Questions about data collected
Dr. Thomas Hladish is a University of Florida research scientist. He was hired by Florida’s Department of Health last spring to help forecast the virus using data. At one point, he said he asked about the state’s contact tracing data.
“At the time I was told the folks involved and responsible for the contact tracing program didn’t have time to talk to us about what they were doing because all of their resources were allocated to containment,” Hladish said.
He agrees with the Governor that contact tracing efforts didn’t successfully stop the virus from spreading. But he still believes in the practice of contact tracing if it’s done properly and thoroughly, which in Florida remains questionable.
Former contact tracer Dalton Price worked for the health department in Volusia County for 4 months last year. By summer, he said, the caseload of people to call was overwhelming.
“When the surge happened in Florida, It was very clear that we [Florida] were not prepared. We were so behind that people, by the time we reached out to them, had already been done with their 10-day or 14-day quarantine,” he said.
Price also explained that to speed up the contact tracing process, the state reduced its 4-page contact tracing questionnaire down to two.
“Success was how quickly we could put this basic information into the system,” he said.
Price also said about 20% of the people he contacted did not want to cooperate with tracing.
This might help why the state has been less than transparent in releasing its contact tracing data.
Still, Price takes issue with the Governor’s conclusions about the program.
“I think, overall, it was successful,” some say
Price believes the program has been a success.
“I don’t agree with DeSantis. I would say the shortcomings, the holes and gaps were largely brought upon by his administration’s response in Florida, which largely denounced the pandemic and infused distrust in the public health response we saw,” said Price.

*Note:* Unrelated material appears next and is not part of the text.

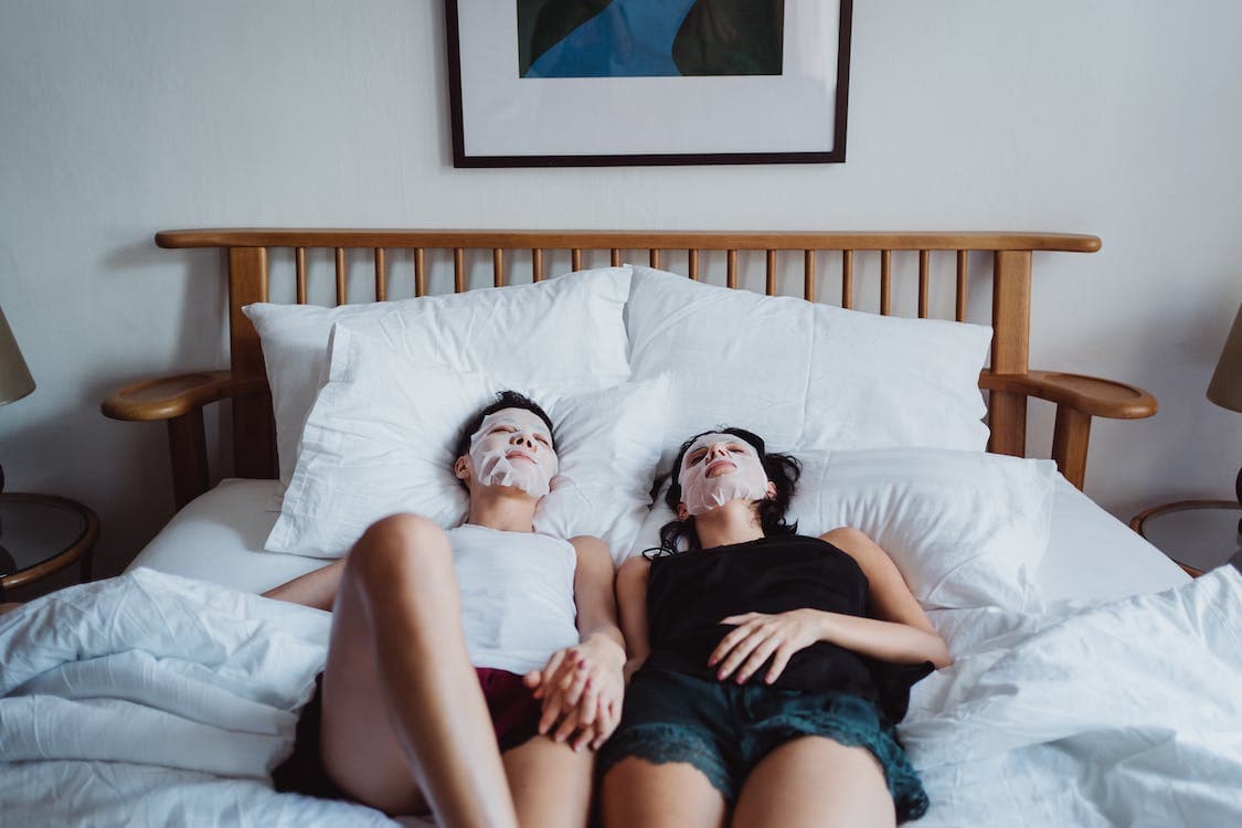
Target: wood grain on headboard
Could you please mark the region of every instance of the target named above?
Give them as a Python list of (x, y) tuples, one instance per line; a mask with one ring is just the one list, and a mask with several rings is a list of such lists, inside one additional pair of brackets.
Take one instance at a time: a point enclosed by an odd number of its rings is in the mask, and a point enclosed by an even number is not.
[[(765, 290), (776, 293), (781, 259), (792, 252), (801, 259), (802, 295), (817, 295), (817, 263), (840, 257), (833, 263), (840, 274), (840, 295), (845, 308), (854, 307), (854, 287), (862, 274), (856, 254), (878, 253), (879, 313), (893, 308), (893, 253), (918, 254), (918, 315), (930, 313), (929, 283), (932, 256), (941, 251), (955, 254), (954, 314), (966, 319), (971, 254), (991, 258), (991, 318), (995, 329), (991, 366), (980, 377), (989, 391), (989, 451), (1022, 456), (1026, 451), (1026, 401), (1031, 396), (1057, 403), (1053, 456), (1066, 475), (1082, 485), (1086, 469), (1087, 437), (1090, 417), (1140, 417), (1155, 411), (1155, 400), (1146, 392), (1094, 377), (1030, 371), (1031, 263), (1037, 251), (1090, 253), (1098, 251), (1095, 236), (1072, 233), (1023, 232), (698, 232), (698, 231), (457, 231), (457, 230), (174, 230), (156, 233), (155, 242), (166, 248), (211, 247), (227, 251), (229, 330), (231, 365), (226, 372), (207, 372), (169, 377), (129, 386), (104, 402), (104, 413), (128, 420), (169, 420), (169, 438), (174, 452), (174, 480), (179, 505), (206, 487), (205, 449), (201, 436), (200, 406), (204, 401), (231, 396), (233, 400), (233, 463), (240, 477), (270, 478), (277, 473), (274, 426), (271, 396), (263, 374), (263, 355), (258, 334), (242, 314), (251, 302), (268, 300), (268, 250), (292, 251), (296, 268), (296, 300), (307, 302), (307, 252), (332, 251), (335, 263), (337, 303), (345, 300), (347, 252), (369, 251), (375, 266), (374, 297), (389, 297), (389, 251), (410, 251), (414, 295), (427, 289), (428, 254), (452, 256), (453, 288), (467, 286), (467, 254), (491, 257), (492, 283), (508, 281), (507, 254), (529, 252), (530, 279), (545, 273), (545, 253), (569, 251), (574, 269), (592, 253), (606, 253), (612, 264), (627, 254), (645, 251), (653, 267), (669, 267), (676, 252), (684, 252), (686, 276), (705, 279), (704, 261), (723, 259), (723, 278), (730, 288), (739, 287), (739, 252), (760, 251), (764, 256)], [(601, 253), (602, 252), (602, 253)], [(717, 253), (717, 256), (710, 256)], [(724, 256), (719, 256), (723, 253)], [(708, 254), (708, 256), (705, 256)], [(719, 262), (718, 262), (719, 264)], [(795, 261), (795, 267), (799, 264)], [(984, 322), (984, 320), (981, 320)], [(161, 385), (164, 384), (164, 385)], [(160, 397), (161, 389), (165, 391)], [(158, 405), (159, 403), (159, 405)], [(181, 413), (170, 413), (180, 411)], [(174, 425), (175, 421), (180, 425)], [(194, 438), (188, 432), (197, 430)], [(181, 468), (181, 470), (176, 470)]]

“I think what the Governor was saying was a blanket statement that was a bit misleading,” said University of South Florida public health expert Dr. Marissa Levine.
Levine wasn’t involved in the state’s contact tracing program but believes contact tracing helped keep the state open, especially at schools.
“Contact tracing helped us see that cases related to school children did not come from the schools themselves, they came from the community,” she said.
Everyone agrees the state started tracing too late, it took too long for it to expands its contact tracing program, and what exactly the state’s data shows remains a big unknown a year and tens of millions of contact tracing dollars later.
Meantime, the state’s contact tracing program continues.